Despite being confronted with serious constitutional questions about USDA’s process, neither the USDA ALJ nor the district court would stay Manis’s USDA hearing while his federal case was considered. Instead, the ALJ skipped to the merits and imposed on Manis a $10 civil penalty and a one-year disqualification from the walking horse industry. Manis appealed this decision to USDA’s Judicial Officer, who stayed further consideration while the federal case continued.

Now the federal district court has weighed in on the side of USDA. But a district court ruling is just the first step in any legal challenge.

The constitutional claims

In today’s ruling, the district court upheld an adjudication scheme that, properly understood, violates the Constitution’s Appointments Clause. Final, binding adjudication decisions for the Executive Branch must be made by a principal officer—one nominated by the President and confirmed by the Senate. The Supreme Court established this rule in the 2021 decision, United States v. Arthrex, which struck down the Patent Office’s scheme to have inferior officers make final decisions in adjudications of patent validity.

But here, USDA’s final decision-maker—the Judicial Officer—was appointed by the Secretary of Agriculture.
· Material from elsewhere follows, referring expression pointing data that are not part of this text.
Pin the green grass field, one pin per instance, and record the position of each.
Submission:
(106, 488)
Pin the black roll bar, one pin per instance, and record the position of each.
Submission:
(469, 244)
That appointment is consistent with the Judicial Officer being an inferior officer and therefore unable to make final decisions. Despite this, the district court concluded that the relevant statute and USDA regulations provided the principal officer Secretary of Agriculture with enough wiggle room to be able to review the Judicial Officer’s decisions. But that is inconsistent with Congress’s actual design.

The district court also rejected Manis’s claim that he is being denied his Seventh Amendment right to a jury trial. The court reached this conclusion despite the Supreme Court’s recent decision in SEC v. Jarkesy, which held that when the government seeks monetary penalties through common law-type claims, the Seventh Amendment requires a jury trial. Here, the court concluded that USDA’s claim against Manis was not sufficiently like a common law claim for the Seventh Amendment to apply. Instead, the court reasoned, USDA’s claim was of a type that may be assigned to administrative agencies. But after Jarkesy, there is a presumption that all claims for monetary penalties must be heard in an Article III court with a jury. And the exception to that is extremely narrow. So narrow, in fact, that USDA’s claim against Manis cannot fit into it notwithstanding the district court’s conclusion.

A silver lining

The good news is the district court correctly recognized its jurisdiction to hear Manis’s constitutional challenges under Axon Enterprise, Inc. v. FTC. This allows individuals to challenge agency structures in federal court—including whether the agency can adjudicate the claim at all—rather than being forced to endure potentially unconstitutional administrative processes first. In its opinion, the court explained that structural challenges would “come too late to be meaningful” if reviewed only after the administrative process concluded.

The path forward

PLF is exploring an appeal of this decision to vindicate constitutional principles that protect all Americans from administrative overreach. These issues extend far beyond USDA’s HPA enforcement to EPA enforcement, SEC investigations, and more. Indeed, the questions in Manis’s case potentially affect anyone facing federal agency action.

The Constitution’s separation of powers was designed to prevent concentrated administrative power like USDA’s from being wielded against individual Americans like Manis. While this ruling was disappointing, it represents just the first phase of our efforts to restore proper constitutional limits on USDA’s administrative power.